Aspects of the present disclosure relate to machine learning.
A wide variety of machine learning model architectures have been trained to perform an assortment of diverse tasks, including computer vision tasks, language tasks, classification and regression tasks, and the like. Recently, research has yielded substantial success in using large language models (LLMs) and/or large vison models (LVMs) to process and generate output data. Often, machine learning models (especially LLMs and LVMs) have many parameters (e.g., millions or even billions), resulting in significant model size, as well as substantial computational expense in training the model. Further, once trained, such models are often difficult (or impossible) to fine-tune, as the vast number of parameters makes overfitting a major challenge (e.g., potentially relying on tremendous amounts of fine-tuning data to prevent overfitting). One recent approach to enable fine-tuning or personalization of such generative models involves training relatively smaller model adapters for larger models.

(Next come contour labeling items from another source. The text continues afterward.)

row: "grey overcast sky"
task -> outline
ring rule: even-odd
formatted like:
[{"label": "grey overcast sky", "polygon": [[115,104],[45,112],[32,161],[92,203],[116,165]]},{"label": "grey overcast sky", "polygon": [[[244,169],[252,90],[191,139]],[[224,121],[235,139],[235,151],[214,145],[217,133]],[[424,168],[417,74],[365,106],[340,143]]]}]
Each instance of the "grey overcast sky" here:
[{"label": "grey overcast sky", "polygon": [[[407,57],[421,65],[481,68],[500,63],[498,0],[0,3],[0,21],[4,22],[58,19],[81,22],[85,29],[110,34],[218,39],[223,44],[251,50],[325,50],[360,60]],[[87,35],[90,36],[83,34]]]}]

Further, some efforts to enable more use of machine learning models with reduced computational expense involve model quantization. Several approaches to quantization have been proposed, but each has shortcomings. For example, post-training quantization can effectively reduce model size, but often results in substantially reduced model accuracy. Quantization-aware training can help preserve model accuracy, but introduces substantial additional cost during training.
Certain aspects of the present disclosure provide a processor-implemented method, comprising: accessing a first plurality of weights for a base model; accessing a second plurality of weights for an adapter model associated with the base model; generating a quantized plurality of weights based on the first plurality of weights, a first quantization scale for the first plurality of weights, and the second plurality of weights; generating a loss based on processing training data using the quantized plurality of weights; generating an updated second plurality of weights based on updating the second plurality of weights based on the loss; and deploying a machine learning model comprising quantized versions of the first plurality of weights and the updated second plurality of weights.
Other aspects provide processing systems configured to perform the aforementioned methods as well as those described herein; non-transitory, computer-readable media comprising instructions that, when executed by one or more processors of a processing system, cause the processing system to perform the aforementioned methods as well as those described herein; a computer program product embodied on a computer-readable storage medium comprising code for performing the aforementioned methods as well as those further described herein; and a processing system comprising means for performing the aforementioned methods as well as those further described herein.
The following description and the related drawings set forth in detail certain illustrative features of one or more aspects.
To facilitate understanding, identical reference numerals have been used, where possible, to designate identical elements that are common to the drawings. It is contemplated that elements and features of one aspect may be beneficially incorporated in other aspects without further recitation.
Aspects of the present disclosure provide apparatuses, methods, processing systems, and non-transitory computer-readable mediums for providing improved machine learning.
In some aspects of the present disclosure, a hybrid combination of post-training quantization (PTQ) and quantization-aware training (QAT) can be utilized to enable significantly more efficient training with a relatively small amount of overhead while further retaining substantial benefits of quantization without additional overhead during inference.
Generally, PTQ is relatively fast and efficient to apply, but often leads to unsatisfactory model accuracy and/or perplexity, especially when using lower weight bitwidths (e.g., four bits per weight). QAT often yields significantly better model accuracy, but there are several challenges that make it impractical to use QAT for large models (e.g., LLMs and LVMs). For example, some conventional QAT approaches can introduce substantial memory overhead due to the reliance on stored shadow weights (and the gradients for the shadows weights) as well as the optimizer state for the shadow weights in thirty-two bit floating-point representation. As a result, some conventional QAT approaches cannot be used on many common devices (e.g., desktop computers with a single graphics processing unit (GPU)). Further, some conventional approaches to QAT carry a risk of model overfitting, potentially relying on manual tuning of the regularization hyperparameters. QAT also introduces compute overhead for simulated quantization, resulting in extra compute resources consumed during both the forward and the backward passes.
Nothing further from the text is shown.